Les indigènes sont infatigables. Ils marchent des journées entières avec des fardeaux sous lesquels plierait une mule, et ils ne se reposent qu’une ou deux fois pour faire leur repas de quelques cuillerées d’une farine grossière qu’ils délayent dans leur bouche avec de l’eau puisée au ruisseau voisin ; ils prennent ensuite quelques feuilles de coco qu’ils mâchent avec un peu de chaux ou de marne. Cette plante, stomachique et fortifiante soutient leur vigueur et conserve leur santé ; elle était regardée comme sacrée par les anciens Péruviens, qui l’avaient dédiée au Soleil.

J’ai souvent rencontré aux environs de Quito des Indiens lourdement chargés qui, à l’aube du jour, partaient avec moi de la posada où j’avais passé la nuit. Bien que je fusse à cheval, et que parfois je ne fisse aucune halte dans la journée, j’étais toujours sûr de les trouver arrivés avant moi au tambo[1] où nous devions nous reposer le soir. Il est vrai de dire que leur extraordinaire agilité leur permet d’abréger la route à l’aide de sentiers qui seraient impraticables aux mules mêmes.

Le développement de la force musculaire chez les femmes indiennes est encore plus remarquable ; outre les accablants fardeaux dont elles sont chargées, elles ont très-souvent un ou deux marmots suspendus à leur cou. Dès que l’enfant peut marcher, la mère le pose à terre de temps en temps et le force à cheminer près d’elle ; un peu plus tard, elle place sur ses épaules un léger paquet, dont elle augmente le poids à mesure que croissent les forces du petit porteur ; quand il atteint sept ou huit ans, il est capable de rendre de véritables services.

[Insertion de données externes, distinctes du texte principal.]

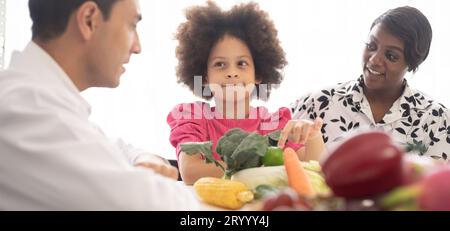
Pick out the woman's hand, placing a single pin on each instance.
(300, 131)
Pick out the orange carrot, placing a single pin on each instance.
(297, 178)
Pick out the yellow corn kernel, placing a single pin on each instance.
(223, 193)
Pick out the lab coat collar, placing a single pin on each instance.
(35, 61)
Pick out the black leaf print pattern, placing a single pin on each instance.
(350, 126)
(433, 138)
(406, 124)
(324, 101)
(400, 130)
(435, 112)
(322, 115)
(414, 133)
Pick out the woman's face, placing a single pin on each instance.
(231, 72)
(384, 64)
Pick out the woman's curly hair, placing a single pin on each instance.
(206, 25)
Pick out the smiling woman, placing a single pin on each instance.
(322, 40)
(399, 41)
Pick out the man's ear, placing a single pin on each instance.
(258, 81)
(88, 17)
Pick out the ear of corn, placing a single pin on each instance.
(223, 193)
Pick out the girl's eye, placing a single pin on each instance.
(219, 64)
(391, 57)
(242, 63)
(371, 46)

Le hasard me fit un jour assister à une scène qui m’émut profondément. Deux indigènes, un homme et une femme, pesamment chargés et ruisselant de sueur, suivaient depuis une heure ou deux la même route que moi. Tout à coup je les vis entrer dans une cabane en ruines ; l’Indienne dont la grossesse paraissait fort avancée, s’étendit sur le sol. Surpris et inquiet d’une halte qui est si peu dans les habitudes de ces pauvres gens, je m’arrêtai pour attendre ce qui allait arriver. Le bruit de leurs paroles parvenait jusqu’à mon oreille, mais, ne sachant pas leur langue et incapable de faire connaître mes bonnes intentions, je me bornai à les observer de loin. Bientôt j’entendis dans la petite hutte des gémissements étouffés, presque aussitôt suivis des vagissements d’un petit enfant. Une demi-heure s’était à peine écoulée que le mari et la femme sortirent, portant un fardeau de plus. L’Indienne, à peine délivrée, et sans paraître sentir le poids énorme qui pesait sur ses épaules, pressait le nouveau-né sur son sein et lui souriait avec amour.

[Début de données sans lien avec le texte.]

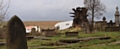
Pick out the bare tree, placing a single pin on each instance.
(4, 6)
(95, 8)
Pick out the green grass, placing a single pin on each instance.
(92, 44)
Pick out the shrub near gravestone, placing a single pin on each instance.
(16, 34)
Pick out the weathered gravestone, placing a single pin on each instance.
(16, 34)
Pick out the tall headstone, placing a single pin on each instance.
(16, 34)
(117, 17)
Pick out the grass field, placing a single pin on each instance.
(113, 43)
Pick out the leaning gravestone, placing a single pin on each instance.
(16, 34)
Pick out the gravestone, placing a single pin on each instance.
(49, 32)
(71, 33)
(16, 34)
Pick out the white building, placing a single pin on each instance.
(64, 25)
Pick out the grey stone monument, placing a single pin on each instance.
(16, 34)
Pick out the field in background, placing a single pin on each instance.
(42, 24)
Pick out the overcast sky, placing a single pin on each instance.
(50, 10)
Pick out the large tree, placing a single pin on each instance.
(95, 9)
(4, 6)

Je n’avais, hélas, à leur offrir qu’un peu d’eau-de-vie et quelques pièces de monnaie qu’ils reçurent avec une grande joie et force remerciements. Un instant après, ils étaient hors de vue.

Les Indiens joignent à la patience et au courage une douceur naturelle fort touchante chez un peuple qu’une longue oppression aurait pu aigrir. Jamais ils ne passent près d’un étranger sans ôter leur grand bolivard en lui souhaitant, dans leur harmonieux langage, un jour heureux et le succès de ses entreprises.

Comme la plupart des peuples asservis qui gardent au fond du cœur le souvenir et l’amour de leur nationalité perdue, les indigènes portent sur leur physionomie l’empreinte d’une mélancolie profonde. Leurs chants

  1. On appelle tambo une sorte de hutte construite pour servir d’abri aux voyageurs sur les routes du nouveau monde fort mal pourvues, comme ou sait, d’auberges.